The previous Bioscreen experiment failed because, as we suspected, the vial we purchased didn't contain the expected mg of bicyclomycin.  The highest concentration we tested (20 µg/ml) caused only a very slight slowing of growth, so we contacted the supplier and had them send us a new vial.  This contained more visible powder than the previous one had, although still a very tiny amount), and we used it for a new Bioscreen experiment, testing concentrations up to 10 µg/ml.

This time the 10 µg/ml culture showed a substantial slowing of growth.  We also saw smaller decreases in growth, proportionally, with the lower concentrations.  Although the effects were smaller than we expected from the reported MIC (minimum inhibitory concentration of 3 µg/ml, we think we can go on to do our experiment.

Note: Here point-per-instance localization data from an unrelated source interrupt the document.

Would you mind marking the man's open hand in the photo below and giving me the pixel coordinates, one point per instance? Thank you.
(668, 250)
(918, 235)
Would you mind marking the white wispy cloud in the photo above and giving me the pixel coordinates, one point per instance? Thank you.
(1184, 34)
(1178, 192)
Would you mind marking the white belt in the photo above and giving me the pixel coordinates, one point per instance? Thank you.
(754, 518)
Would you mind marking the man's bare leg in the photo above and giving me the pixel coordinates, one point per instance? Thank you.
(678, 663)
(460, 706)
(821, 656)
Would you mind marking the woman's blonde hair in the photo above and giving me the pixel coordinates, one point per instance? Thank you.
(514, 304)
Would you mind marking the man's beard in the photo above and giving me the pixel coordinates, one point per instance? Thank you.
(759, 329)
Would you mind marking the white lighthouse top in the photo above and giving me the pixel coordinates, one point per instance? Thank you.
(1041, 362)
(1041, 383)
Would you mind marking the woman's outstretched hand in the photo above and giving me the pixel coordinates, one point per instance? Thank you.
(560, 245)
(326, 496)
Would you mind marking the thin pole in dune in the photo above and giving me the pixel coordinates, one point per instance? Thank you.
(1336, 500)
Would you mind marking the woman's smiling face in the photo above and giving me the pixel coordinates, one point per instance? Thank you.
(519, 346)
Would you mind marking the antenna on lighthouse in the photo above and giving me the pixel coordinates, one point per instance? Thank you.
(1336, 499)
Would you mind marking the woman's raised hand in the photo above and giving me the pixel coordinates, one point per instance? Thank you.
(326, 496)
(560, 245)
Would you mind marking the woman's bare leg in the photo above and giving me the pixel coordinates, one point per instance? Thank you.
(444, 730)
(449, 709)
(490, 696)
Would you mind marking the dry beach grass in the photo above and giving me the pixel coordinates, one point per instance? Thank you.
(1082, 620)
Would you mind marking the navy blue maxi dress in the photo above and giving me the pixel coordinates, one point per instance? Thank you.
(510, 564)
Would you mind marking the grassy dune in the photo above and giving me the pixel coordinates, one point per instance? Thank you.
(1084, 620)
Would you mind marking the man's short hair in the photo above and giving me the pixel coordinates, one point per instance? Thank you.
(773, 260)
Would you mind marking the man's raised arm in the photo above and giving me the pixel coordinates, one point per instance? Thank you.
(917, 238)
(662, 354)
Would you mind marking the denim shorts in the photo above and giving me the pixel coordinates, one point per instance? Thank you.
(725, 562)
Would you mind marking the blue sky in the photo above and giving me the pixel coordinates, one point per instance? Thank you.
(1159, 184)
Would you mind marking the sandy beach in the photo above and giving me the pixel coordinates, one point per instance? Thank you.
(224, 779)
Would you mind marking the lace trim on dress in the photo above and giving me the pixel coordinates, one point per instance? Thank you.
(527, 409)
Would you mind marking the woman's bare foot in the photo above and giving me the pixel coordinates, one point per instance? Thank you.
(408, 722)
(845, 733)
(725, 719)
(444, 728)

Before we do the big competence-induction experiment we should really do another Bioscreen run to test the higher bicyclomycin concentrations we would need to include in the big experiment.  We can't afford to use up much bicyclomycin to do this, so we'll decrease the numbers of replicate wells we use:

The summer student thinks she can do this tomorrow (she'll fill the other wells with plain medium (no cells) as her contamination control), and then we'll be able to do the big experiment on Friday!